Saturday, May 1, 2010

"Never read a bible verse"

"Never read a bible verse" says this fellow on his site, meaning that you should always read surrounding paragraph.  In fact he argues, texts are designed to be read top down, beginning with books before proceeding to sections and paragraphs and then finally individual verses.   In a sense, this is a case of the Last Visible Dog, but I wonder what are the smallest/standard units of communication in our culture and what are smallest/standard units the bible intends us to begin with, use and apply?


Katherine said...

I think, with reference to the written word, anything out of context can run an increased risk of being misinterpreted. The 'closer in', ie the less context, the greater the risk.

But, to take your example, in Russell Hoban's book "The Mouse and His Child", the 'last visible dog' idea of visual recursion (- also called the 'Droste' effect), is a metaphorical presentation for self-determination.
So in that regard is doesn't really illustrate your point at all, as I understand it.
In fact, it appears to illustrate the opposite, for in the story it wasn't until the *last* dog is seen, that the meaning becomes clear. ie, once the context is removed, all that is left is "I", or, the truth.

Sincere regards,

Katherine De Chevalle,
author of the blog "The Last Visible Dog".

Luke said...

Hi Katherine,

Thanks for dropping by, I feel somewhat rude in disagreeing with a visitor. While I agree there is a certain sense of self-discovery in the book, for example Miss Mud talks to the Father and his son about how she feels on the inside compared to her external appearance. However I would also draw your attention to this quote: "I know" said Miss Mud "it's all so difficult. And of course everyone bigger then I tries to eat me, and I'm always busy eating everyone smaller. So there isn't much time to think things out." Clearly, also present in this scene is the idea of things stretching out in both directions, the idea of always another layer.

But it's good to find another fan of The Mouse and His Child.

Nathan said...

Hi Luke,

I reckon individual words are the base both culturally and theologically. But only because there are certain "heavy" words that are capable of carrying huge amounts of meaning. One word can summarise a thousand words... like calling God "father"...

Nice blog.

Luke said...

Hi Nathan,

Thanks for dropping by, I didn't realise you were also from Tassie!

Words, I guess that makes sense, maybe the question should of been what's the default level of context we should go to? No one would seriously argue for more then a canon but a sentence seems way to little.

Katherine said...

Luke, don't worry about disagreeing with me! :o) I can take it.
There are loads of metaphors in TMAHC, as you would know. The Miss Mud one is great, as is the feeling of the Frog that he somehow 'knows' more than he realises, the sense of some knowledge (the prophesy) coming from elsewhere other than himself. And we could also talk about the belated sense of conscience that creeps over Manny Rat. Well, at least the sense of his impending punishment.
But I still feel that the main character, the mouse child, is the one who Hoban uses to reveal his main message. And I reckon the message is the one of self-determinism i.e belief in SELF - as opposed to self-discovery, which *is* compatible with a belief in a higher being.

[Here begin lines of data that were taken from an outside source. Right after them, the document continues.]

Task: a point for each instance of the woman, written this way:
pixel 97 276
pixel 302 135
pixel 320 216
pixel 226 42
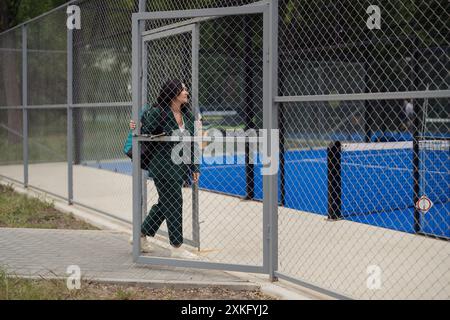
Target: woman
pixel 167 115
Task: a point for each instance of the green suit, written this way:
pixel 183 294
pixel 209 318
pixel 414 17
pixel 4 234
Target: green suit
pixel 167 175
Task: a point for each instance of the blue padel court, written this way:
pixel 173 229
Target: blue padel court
pixel 377 184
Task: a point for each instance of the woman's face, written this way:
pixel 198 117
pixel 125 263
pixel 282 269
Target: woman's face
pixel 183 97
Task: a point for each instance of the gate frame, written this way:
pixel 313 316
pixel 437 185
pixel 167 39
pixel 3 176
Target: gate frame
pixel 174 30
pixel 269 10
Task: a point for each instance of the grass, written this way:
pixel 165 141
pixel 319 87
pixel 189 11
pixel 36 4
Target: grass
pixel 16 288
pixel 21 211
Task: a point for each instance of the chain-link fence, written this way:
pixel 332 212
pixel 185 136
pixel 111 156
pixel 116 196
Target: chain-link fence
pixel 361 101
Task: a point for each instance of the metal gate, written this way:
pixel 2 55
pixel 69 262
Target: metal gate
pixel 231 232
pixel 172 52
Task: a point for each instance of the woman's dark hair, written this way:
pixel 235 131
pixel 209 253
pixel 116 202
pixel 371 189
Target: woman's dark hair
pixel 170 90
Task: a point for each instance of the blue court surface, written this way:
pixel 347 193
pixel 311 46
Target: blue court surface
pixel 377 185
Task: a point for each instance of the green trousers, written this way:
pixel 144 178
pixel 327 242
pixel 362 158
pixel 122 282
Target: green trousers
pixel 169 208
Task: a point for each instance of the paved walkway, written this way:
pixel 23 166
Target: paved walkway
pixel 99 254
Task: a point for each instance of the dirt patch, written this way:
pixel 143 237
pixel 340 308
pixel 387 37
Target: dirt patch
pixel 20 211
pixel 14 288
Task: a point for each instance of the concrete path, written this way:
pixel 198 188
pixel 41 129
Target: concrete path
pixel 342 256
pixel 99 254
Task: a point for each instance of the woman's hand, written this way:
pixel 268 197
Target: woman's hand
pixel 195 177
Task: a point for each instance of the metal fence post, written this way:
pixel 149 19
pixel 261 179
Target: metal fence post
pixel 270 120
pixel 25 103
pixel 136 147
pixel 196 145
pixel 144 94
pixel 70 115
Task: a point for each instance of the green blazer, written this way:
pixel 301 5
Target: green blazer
pixel 161 166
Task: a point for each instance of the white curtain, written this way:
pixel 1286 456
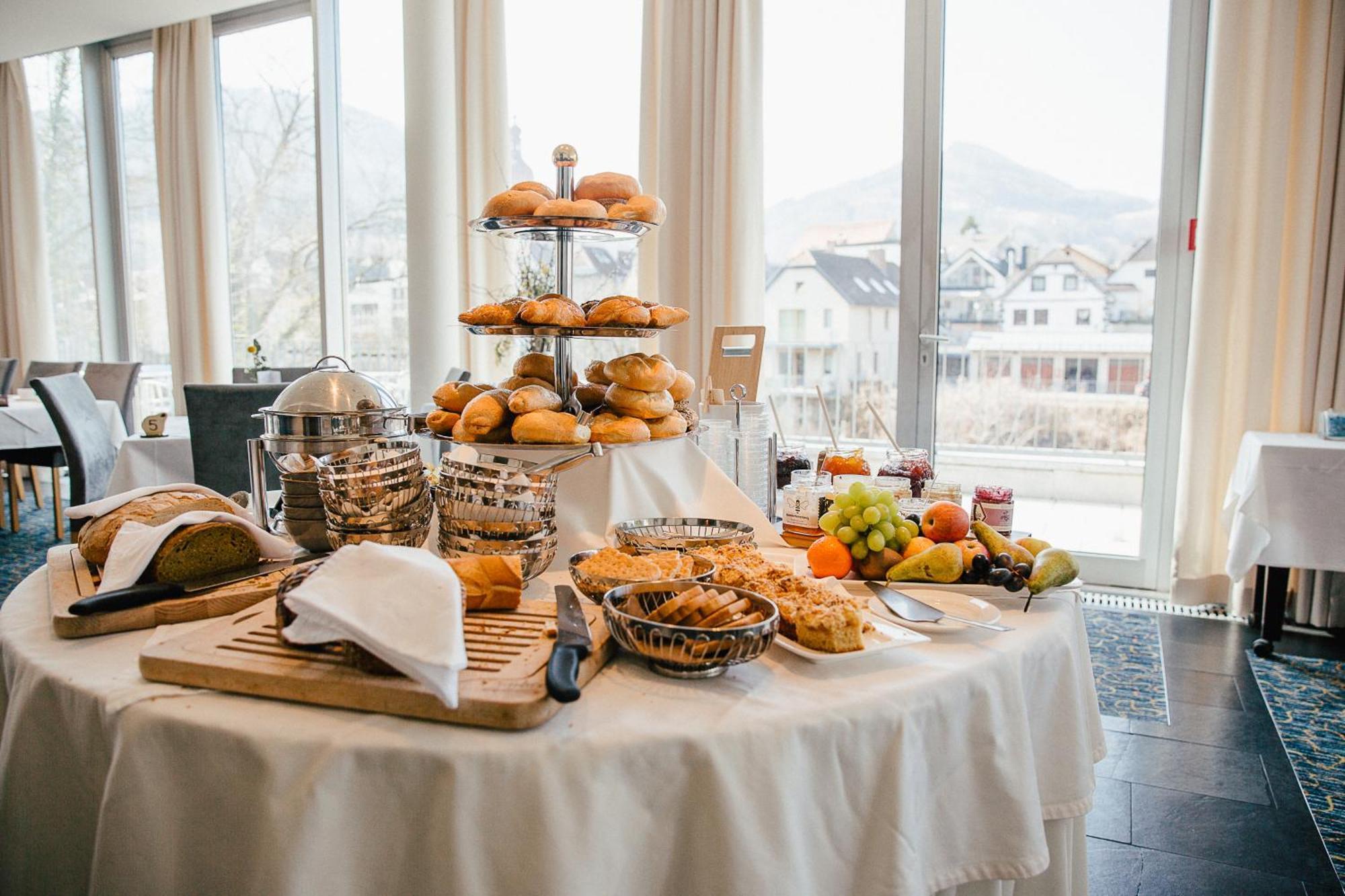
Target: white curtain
pixel 192 205
pixel 458 155
pixel 26 321
pixel 701 153
pixel 1266 304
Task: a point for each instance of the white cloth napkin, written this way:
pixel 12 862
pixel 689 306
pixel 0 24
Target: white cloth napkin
pixel 403 604
pixel 112 502
pixel 137 544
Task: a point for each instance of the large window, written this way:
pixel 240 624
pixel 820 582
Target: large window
pixel 373 184
pixel 271 186
pixel 145 257
pixel 57 96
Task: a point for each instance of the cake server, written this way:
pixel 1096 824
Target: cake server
pixel 574 643
pixel 907 607
pixel 153 592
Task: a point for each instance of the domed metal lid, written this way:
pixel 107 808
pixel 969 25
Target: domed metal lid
pixel 330 391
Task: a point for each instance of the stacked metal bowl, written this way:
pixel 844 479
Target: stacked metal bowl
pixel 492 506
pixel 376 493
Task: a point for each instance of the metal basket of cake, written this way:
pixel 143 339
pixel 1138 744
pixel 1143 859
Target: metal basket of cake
pixel 691 630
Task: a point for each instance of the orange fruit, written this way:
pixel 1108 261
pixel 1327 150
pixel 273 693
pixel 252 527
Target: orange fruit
pixel 945 521
pixel 829 556
pixel 918 545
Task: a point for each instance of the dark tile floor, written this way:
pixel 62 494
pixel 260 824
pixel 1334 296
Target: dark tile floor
pixel 1208 803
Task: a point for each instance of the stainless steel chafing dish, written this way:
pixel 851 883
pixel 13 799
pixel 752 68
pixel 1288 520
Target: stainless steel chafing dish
pixel 326 411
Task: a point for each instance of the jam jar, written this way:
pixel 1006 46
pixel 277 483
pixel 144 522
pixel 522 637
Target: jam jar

What do you think? Have I convinced you?

But I've probably strayed from the theme of your original post. Sorry!

Hey, that's weird. The word verification is 'ungod'.

Katherine said...

Oh I have to confess I've never read any of Hoban's other books. But , to throw something else into the mix, I've found an interesting quote from one:

"There is a mystery that even God cannot fathom, nor can he give the law of it on two stone tablets. He cannot speak what there are no words for; he needs divers to dive into it; he needs wrestlers to wrestle with it, singers to sing it, lovers to love it. He cannot deal with it alone, he must find helpers, and for this does he blind some and maim others."